I think it's important that you and your guests enjoy your reception meal undisturbed.
In terms of scheduling your meal service, most couples budget approximately 60 minutes for the salad and main courses. Naturally, if your guests are being served multiple courses, time budgeted for the meal should be extended.
During the meal service, photography of you and your guests is typically suspended as photographing folks with their mouths full is rarely a good idea.
In between courses, when everyone at a table is finished with their dish, I'll sometimes photograph guests in pairs or small groups depending on how well I feel the guests will react to that kind of coverage.
In wedding coverage lasting six or more hours, I ask that you provide me and my additional photographer with a meal service. The timing of that meal is important and thus deserves some explanation here.
I request that we be served at the same time as you.
And there's a super good reason why I make this request. Since you and your fiancé are served first, you're also usually the first people who finish the meal. After finishing your meal, you're probably going to want to greet some of your guests, either by you visiting their tables or by them visiting yours.
I feel that it's important to capture those moments in photographs and if we aren't served food until after your guests are served, then we'll typically be eating in a nearby room while those moments are happening. To that end, please contact the venue or catering manager and make the following request:
"My wedding photography is extremely important. I'd like to request that the photographer meal be served immediately after you deliver the salads to me and my fiancé. By serving the photographers earlier than might be normal for your venue, I can make sure the photographers will be finished in time to capture photos of us mingling with guests. I'm aware that it's common to serve vendors after guests, and I can certainly understand that approach, but if that is the policy at our wedding, important photographs may be missed. Thanks so much for making this request happen for us!"

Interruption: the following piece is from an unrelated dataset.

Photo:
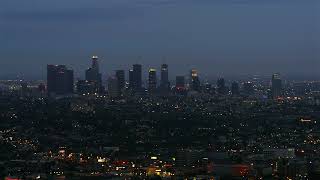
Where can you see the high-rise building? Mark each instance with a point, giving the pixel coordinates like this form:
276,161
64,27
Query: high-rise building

This request is necessitated because some venues view this request as highly unusual and are reluctant to serve photographers prior to all guests being served.
Also, we would hope to be able to eat our meal in a location where we're not visible to your guests but we're near enough that we can keep an ear open to anything special happening.
In other words, things can happen unexpectedly when we're away and we sometimes need to drop everything and return to photograph something (e.g. impromptu speeches, unexpected changes to the schedule, etc.) If we're secluded or far away, it might be difficult to return fast enough to cover those happenings. This isn't something you should typically worry about as we can figure out where we should eat for ourselves.
However, in some instances, this may become a concern if a planner or coordinator would like us to eat hundreds of yards away or leave the venue for a meal. When that happens, uncontrollable variables can enter into the mix which can potentially impact your reception photography.
When we take our dinner break, before we consume the meals, we'll create amazing photographs of each course.
This forward-thinking planning is necessary as we can't disturb the chef and catering staff during the meal service. Stopping them for photos isn't reasonable and they'll push back if we ask them for that help.
It's also inappropriate for us to take and photograph one of your guest's meals as they're busy trying to eat it.
Tray Stand Madness
You might think about asking your catering manager to limit folding tray stands at your reception or remove them immediately after the meal service. Tray stands, also known as a tray jacks, are used by servers to help them manage large trays as serve your guests or clear tables.
Although I recognize the importance of those devices, some caterers use tray stands liberally and place them in inopportune areas that result in them being in photographs far too frequently.
At some weddings, I've seen tray stands positioned on or near the dance floor for many more minutes than necessary. In other instances, tray stands are positioned next to the cake table, the sweetheart table, or other important décor detracting from the location aesthetics. In other instances, tray stands remain overly long in the reception area and present your guests with piles of dirty dishes.
And in yet other situations, tray stands are used to store wine bottles and water pitchers throughout the evening and when they're used in that manner, those tray tables become part of reception décor—and that typically isn't a good thing, especially if the tray tables are directly behind guest tables and wine bottles and water pitchers are in the background of important photographs.